To create night-time zoning for entertainment activities in Bangkok, the city should base decisions on demand, he said.

A number of projects are intended to revive night-time tourism, such as a lighting event along the Chao Phraya River and Klong Phadung Krung Kasem, which is part of the "Colourful Bangkok Festival" at the end of the year.

Mr Chadchart said he is concerned about delays in hotel licensing approvals for small operators, which must apply at the Public Works Department instead of district offices.

He said the process should be a one-stop service without the need to meet officers in person.

Meanwhile, the governor admitted there were a number of obstacles for the hotel sector, including land tax inequalities for hotels and monthly housing providers such as apartments. Hotels are charged a land tax of 0.3%, while the rate for monthly accommodation operators is only 0.02%.
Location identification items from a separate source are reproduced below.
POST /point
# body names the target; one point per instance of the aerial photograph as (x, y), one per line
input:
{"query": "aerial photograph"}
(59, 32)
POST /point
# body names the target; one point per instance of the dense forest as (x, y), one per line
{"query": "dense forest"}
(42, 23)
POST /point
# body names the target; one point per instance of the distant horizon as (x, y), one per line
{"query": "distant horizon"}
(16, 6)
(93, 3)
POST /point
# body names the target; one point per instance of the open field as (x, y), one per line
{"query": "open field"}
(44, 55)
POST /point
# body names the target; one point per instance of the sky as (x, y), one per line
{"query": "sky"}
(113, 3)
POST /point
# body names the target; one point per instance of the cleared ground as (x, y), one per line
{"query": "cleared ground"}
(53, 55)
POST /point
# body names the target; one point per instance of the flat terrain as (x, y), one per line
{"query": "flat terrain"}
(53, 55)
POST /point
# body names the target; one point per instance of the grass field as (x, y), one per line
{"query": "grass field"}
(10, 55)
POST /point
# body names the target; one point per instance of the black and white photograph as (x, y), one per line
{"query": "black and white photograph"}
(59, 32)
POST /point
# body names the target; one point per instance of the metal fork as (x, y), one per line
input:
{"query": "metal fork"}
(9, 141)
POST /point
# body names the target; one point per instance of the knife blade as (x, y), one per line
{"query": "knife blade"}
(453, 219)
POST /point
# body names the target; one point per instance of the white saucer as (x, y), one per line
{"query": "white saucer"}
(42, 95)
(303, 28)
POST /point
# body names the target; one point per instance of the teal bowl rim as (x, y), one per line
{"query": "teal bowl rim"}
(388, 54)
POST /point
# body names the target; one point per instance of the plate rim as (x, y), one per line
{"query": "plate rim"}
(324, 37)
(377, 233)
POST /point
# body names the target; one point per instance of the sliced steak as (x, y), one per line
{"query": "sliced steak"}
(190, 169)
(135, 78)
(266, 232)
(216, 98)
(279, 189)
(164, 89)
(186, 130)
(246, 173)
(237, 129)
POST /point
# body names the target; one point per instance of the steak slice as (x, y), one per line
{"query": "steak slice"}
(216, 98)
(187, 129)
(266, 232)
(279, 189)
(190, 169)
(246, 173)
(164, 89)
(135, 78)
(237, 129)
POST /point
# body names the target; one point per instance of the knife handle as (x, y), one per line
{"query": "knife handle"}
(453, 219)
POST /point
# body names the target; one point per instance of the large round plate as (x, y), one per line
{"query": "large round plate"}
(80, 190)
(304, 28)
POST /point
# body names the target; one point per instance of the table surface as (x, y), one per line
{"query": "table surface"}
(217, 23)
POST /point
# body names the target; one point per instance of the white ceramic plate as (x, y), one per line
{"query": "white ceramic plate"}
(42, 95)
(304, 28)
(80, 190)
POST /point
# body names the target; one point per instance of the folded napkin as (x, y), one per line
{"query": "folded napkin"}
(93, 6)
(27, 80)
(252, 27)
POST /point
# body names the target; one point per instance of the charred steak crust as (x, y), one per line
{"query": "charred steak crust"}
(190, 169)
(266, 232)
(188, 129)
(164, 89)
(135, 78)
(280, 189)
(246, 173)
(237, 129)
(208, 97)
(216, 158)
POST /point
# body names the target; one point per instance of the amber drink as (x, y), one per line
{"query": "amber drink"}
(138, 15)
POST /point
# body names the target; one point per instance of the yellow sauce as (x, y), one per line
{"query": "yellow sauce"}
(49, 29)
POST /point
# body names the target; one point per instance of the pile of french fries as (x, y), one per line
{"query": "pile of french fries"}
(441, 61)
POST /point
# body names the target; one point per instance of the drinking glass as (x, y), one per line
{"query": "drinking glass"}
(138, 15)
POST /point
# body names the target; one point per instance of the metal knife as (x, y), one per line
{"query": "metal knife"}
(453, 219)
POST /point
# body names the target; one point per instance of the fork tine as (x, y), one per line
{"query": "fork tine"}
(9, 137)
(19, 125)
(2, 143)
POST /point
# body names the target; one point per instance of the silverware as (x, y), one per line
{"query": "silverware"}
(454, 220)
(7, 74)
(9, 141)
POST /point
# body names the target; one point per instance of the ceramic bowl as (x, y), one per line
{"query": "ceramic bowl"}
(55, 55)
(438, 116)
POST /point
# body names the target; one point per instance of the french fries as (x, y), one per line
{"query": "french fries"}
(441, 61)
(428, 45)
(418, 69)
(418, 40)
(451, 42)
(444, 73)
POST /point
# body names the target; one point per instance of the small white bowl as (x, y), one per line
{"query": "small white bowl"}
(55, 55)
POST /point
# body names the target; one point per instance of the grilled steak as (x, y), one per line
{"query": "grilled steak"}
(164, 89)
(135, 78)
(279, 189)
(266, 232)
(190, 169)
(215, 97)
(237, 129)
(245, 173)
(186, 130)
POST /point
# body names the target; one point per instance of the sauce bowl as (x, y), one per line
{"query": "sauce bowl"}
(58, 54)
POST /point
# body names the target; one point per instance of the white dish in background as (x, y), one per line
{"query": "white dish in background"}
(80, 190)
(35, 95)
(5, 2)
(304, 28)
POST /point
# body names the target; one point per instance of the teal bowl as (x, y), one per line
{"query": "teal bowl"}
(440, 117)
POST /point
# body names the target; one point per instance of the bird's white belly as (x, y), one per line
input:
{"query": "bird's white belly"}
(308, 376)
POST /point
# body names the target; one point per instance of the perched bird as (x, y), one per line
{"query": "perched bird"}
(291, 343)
Overpriced food and tuk-tuk transport are other areas of concern for Mr Chadchart.

Labour shortages have become a critical issue for hoteliers, with the latest hotel confidence index showing that 43% of hotel owners are preoccupied with this problem. He said Bangkok would open more vocational schools to deal with this issue.

In the upcoming years, Mr Chadchart said Bangkok would embark on collaborative projects with the Italian city of Venice for cultural exchanges and sharing knowledge around water management.

He said he is optimistic about the Covid-19 situation in Bangkok, citing low cases and high vaccination rates, particularly amongst the elderly.

One of Mr Chadchart's goals is making Bangkok one of the world's top 50 liveable cities during his four-year term, up from No.98 at present. Achieving this goal would make the city worth visiting, he said.

According to Bangkok Metropolitan Administration data, tourism contributed 883 billion baht in city revenue in 2019.